Estresse prejudica a memória, aumenta o envelhecimento e causa síndrome metabólica

Conheça os efeitos que o estresse prolongado causa em todo o seu corpo

POR NATHALIE AYRES - PUBLICADO EM 19/12/2013

Não adianta fugir, o estresse é uma reação natural do nosso corpo a situações tensas e de nervosismo. Na verdade, momentos estressantes são benéficos, pois eles melhoram seu desempenho no trabalho e nos relacionamentos. Porém, se constantemente você vem sentindo seu coração acelerar, os músculos se retesarem e o suor tomar conta do seu corpo, cuidado! "Atualmente sabe-se que um agente estressor intenso leva a alterações hormonais e pode ser o desencadeador de complicações, principalmente diabetes e hipertensão, pelo mecanismo de liberação crônica do cortisol e das catecolaminas", considera a endocrinologista Milena Caldato, membro da Sociedade Brasileira de Endocrinologia e Metabologia (SBEM).

Tudo isso ocorre porque o corpo se prepara para situações em que ele precisa lutar ou fugir. Isso faz com algumas funções básicas do organismo mudem para poupar e canalizar nossa energia. "Primeiro há um disparo hormonal do sistema adrenérgico e depois do eixo hipotálamo-hipófise-adrenal", explica o cirurgião geral Marcelo Katayama, instrutor de treinamento com foco em desenvolvimento pessoal e diretor no Núcleo Ser. Primeiro o hormônio adrenalina é liberado e depois o cortisol, e eles têm ações diversas no nosso corpo.

Quando o quadro se torna permanente, porém, isso altera todo o funcionamento do nosso organismo. Para saber mais sobre quais os problemas associados ao estresse crônico, confira a seguir como ele repercute em cada parte do nosso corpo.

Coração

Quando o estresse bate à porta, a liberação inicial da adrenalina aumenta os batimentos cardíacos e com isso vem a hipertensão.

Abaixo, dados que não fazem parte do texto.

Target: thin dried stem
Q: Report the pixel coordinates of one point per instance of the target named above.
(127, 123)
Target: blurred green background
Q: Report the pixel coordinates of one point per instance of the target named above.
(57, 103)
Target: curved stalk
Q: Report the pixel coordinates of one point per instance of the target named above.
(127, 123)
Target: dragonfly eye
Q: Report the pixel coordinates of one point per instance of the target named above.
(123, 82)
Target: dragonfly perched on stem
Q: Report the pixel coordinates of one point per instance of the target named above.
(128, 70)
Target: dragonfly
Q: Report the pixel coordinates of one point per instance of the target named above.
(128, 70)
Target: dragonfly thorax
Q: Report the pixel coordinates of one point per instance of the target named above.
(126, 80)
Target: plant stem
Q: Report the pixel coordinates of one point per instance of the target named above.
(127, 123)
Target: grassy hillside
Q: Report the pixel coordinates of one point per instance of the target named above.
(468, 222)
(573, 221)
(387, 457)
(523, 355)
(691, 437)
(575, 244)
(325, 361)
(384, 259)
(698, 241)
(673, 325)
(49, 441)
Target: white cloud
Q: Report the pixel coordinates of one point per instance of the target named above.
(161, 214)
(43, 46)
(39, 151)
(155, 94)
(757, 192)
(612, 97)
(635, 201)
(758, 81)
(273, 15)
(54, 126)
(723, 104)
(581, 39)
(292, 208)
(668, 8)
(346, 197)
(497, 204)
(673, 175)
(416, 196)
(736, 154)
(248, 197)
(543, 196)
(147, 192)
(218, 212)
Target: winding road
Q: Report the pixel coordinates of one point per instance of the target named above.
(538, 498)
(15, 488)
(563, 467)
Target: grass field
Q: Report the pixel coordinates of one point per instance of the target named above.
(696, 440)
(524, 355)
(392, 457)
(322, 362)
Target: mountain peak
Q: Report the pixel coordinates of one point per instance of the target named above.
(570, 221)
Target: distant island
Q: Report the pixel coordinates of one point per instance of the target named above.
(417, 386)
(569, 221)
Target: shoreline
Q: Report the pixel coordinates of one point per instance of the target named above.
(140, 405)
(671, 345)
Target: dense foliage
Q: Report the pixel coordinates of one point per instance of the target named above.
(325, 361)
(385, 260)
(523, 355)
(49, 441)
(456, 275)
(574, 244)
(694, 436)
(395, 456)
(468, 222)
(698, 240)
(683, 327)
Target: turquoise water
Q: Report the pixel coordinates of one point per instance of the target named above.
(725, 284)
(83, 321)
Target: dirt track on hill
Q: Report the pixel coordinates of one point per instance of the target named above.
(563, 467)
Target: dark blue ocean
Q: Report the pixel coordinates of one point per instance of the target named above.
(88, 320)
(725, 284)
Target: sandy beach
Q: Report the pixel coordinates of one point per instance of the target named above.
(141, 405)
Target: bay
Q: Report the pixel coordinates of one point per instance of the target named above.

O que não é um problema, se isso ocorre apenas por um momento. Porém, quando o quadro de tensão se torna prolongado, isso causa um estado em que a pressão arterial fica sempre mais elevada. "Além disso, com o tempo o processo favorece deposição de gordura das artérias, endurecendo-as e também favorecendo a aterosclerose, condição que resulta em infarto e AVC", esclarece o cardiologista Carlos Alberto Pastore, diretor do Serviço de Eletrocardiologia Instituto do Coração (Incor) do Hospital das Clínicas da FMUSP. Um estudo chamado Interheart mostrou que o estresse permanente aumenta o risco de infarto na América Latina em 180%.

Existem também transtornos mais específicos ligados ao nervosismo e ao coração. "É o caso da doença de Takotsubo ou síndrome do coração partido, em que, após uma perda ou um grande fator estressante, o indivíduo pode apresentar disfunção cardíaca", lembra a cardiologista Luciana Janot, do Hospital Israelita Albert Einstein.